We all have faced the anxiety of looking at raw data and thinking what to do next. Though the data science algorithms are well-established, how to proceed from raw data to developing insights still remains a craft.
So how can one structure an art ? One of things which can be done is to develop some kind of list or building blocks. Take for example English language. The building blocks are alphabets A, B, C etc… It is with this basic building blocks of alphabets that we are able to build beautiful words
So in this article I make an attempt to list most effective Data Exploration techniques. This list is no means any exhaustive list, but my attempt here is to bring some structure to the art of data exploration
In order to illustrate these data exploration techniques, let me take a sample dataset of cars.
Now let me illustrate the data exploration techniques
1. Unique value count
One of the first things which can be useful during data exploration is to see how many unique values are there in categorical columns. This gives an idea of what is the data about. A unique value count of categorical columns in the cars dataset is shown here.

As you will observe that the maximum number of unique values is in "make" column, which means that the dataset is mainly around different brands of car
2. Frequency Count
Frequency count is finding how frequent individual values occur in column. For example, here is the frequency count for column "make".

It shows that the value of Toyota occurs the most (16%) and the value of Dodge occurs the least (4%) in the make column. With such kind of analysis , you get a good insight into content of categorical variables
3. Variance
When it comes to analysing numeric values, some basic information such as minimum, maximum and variance are very useful. Variance gives a good indication how the values are spread.
Here is visualisation which shows the spread of values in numeric columns in the car dataset.

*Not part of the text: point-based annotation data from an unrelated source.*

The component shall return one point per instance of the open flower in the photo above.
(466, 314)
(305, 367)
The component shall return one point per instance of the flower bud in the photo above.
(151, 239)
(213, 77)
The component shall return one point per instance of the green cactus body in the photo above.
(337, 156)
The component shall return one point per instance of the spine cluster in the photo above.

The above visualisation is organised in a way to show fields with high variance at top and fields with low variance at bottom. For example, for our cars dataset, the field with maximum variance is price and field with minimum variance is height
4. Pareto Analysis
Pareto analysis is a creative way of focusing on what is important. Pareto 80–20 rule can be effectively used in data exploration. In the cars dataset, we can apply Pareto analysis to price column as shown here

As the analysis suggests that 80% of prices are less than 17075. This is a good information to know as gives insight into what is the price level which can be considered as high
5. Histogram
Histogram are one of the data scientists favourite data exploration techniques. It gives information on the range of values in which most of the values fall. It also gives information on whether there is any skew in data. If we make an histogram in price column, it will indicate the price range which has maximum value and price range which has minimum value

6. Correlation Heat-map between all numeric columns
The term correlation refers to a mutual relationship or association between two things. In almost any business or for personal reasons, it is useful to express something in terms of its relationship with others. Finding correlation is very useful in data exploration, as it gives an idea on how the columns are related to each other
And one of the best ways to see correlation between numeric columns is using a heat-map. In the cars dataset, here is correlation heat-map amongst numeric columns

As the correlation heat-map shows high correlation between highway_mpg and city_mpg. You can see correlation between other columns also
7. Pearson Correlation and Trend between two numeric columns
Once you have visualised correlation heat-map , the next step is to see the correlation trend between two specific numeric columns. For example , here is correlation between city_mpg and highway_mpg in the cars dataset

This correlation visualisation shows clearly a very positive correlation between the two columns
8. Cramer-V correlation between all Categorical columns
Cramer-V is a very useful data exploration technique to find the correlation between categorical variables. And the result of Cramer-V can also be visualised using heat-map.
In the cars dataset, there are many categorical columns. Here is resulting heat-map based on Cramer-V correlation between all categorical columns

As we can see that columns fuel_system and fuel_type are highly correlated
9. Correlation between two specific categorical columns
Once you have checked correlation between categorical columns using Cramer-V correlation matrix, you can further explore correlation between any two categorical columns. This can be done using a bubble plot between the two columns with size of the bubble indicating the number of occurrences

You will observe that most of the fuel_systems have a fuel_type gas, confirming the strong correlation between the two fields
10. Cluster size Analysis
We live in a world with immense amount of data. It is very easy to get bogged down by data overload. In order to survive in this ever-increasing data world, we need to look things from a high-level perspective.
Grouping things together allows us to have that high-level perspective. Groups of data allows us to first look at the groups rather than individual data point. What would you prefer – looking at millions of data records or looking at few groups of data? The answer is obviously later as we humans prefer understanding in a top-down way
Data Science can help us this amazing feat of creating few groups out of lots of data. In data science terminology, the process of grouping is also called clustering or segmentation. And making segments is an excellent data exploration technique as it gives an very good overview of data
As a first step in segmentation, it is useful to make an analysis of cluster size. The cluster size analysis shows on how can data can be split into different groups.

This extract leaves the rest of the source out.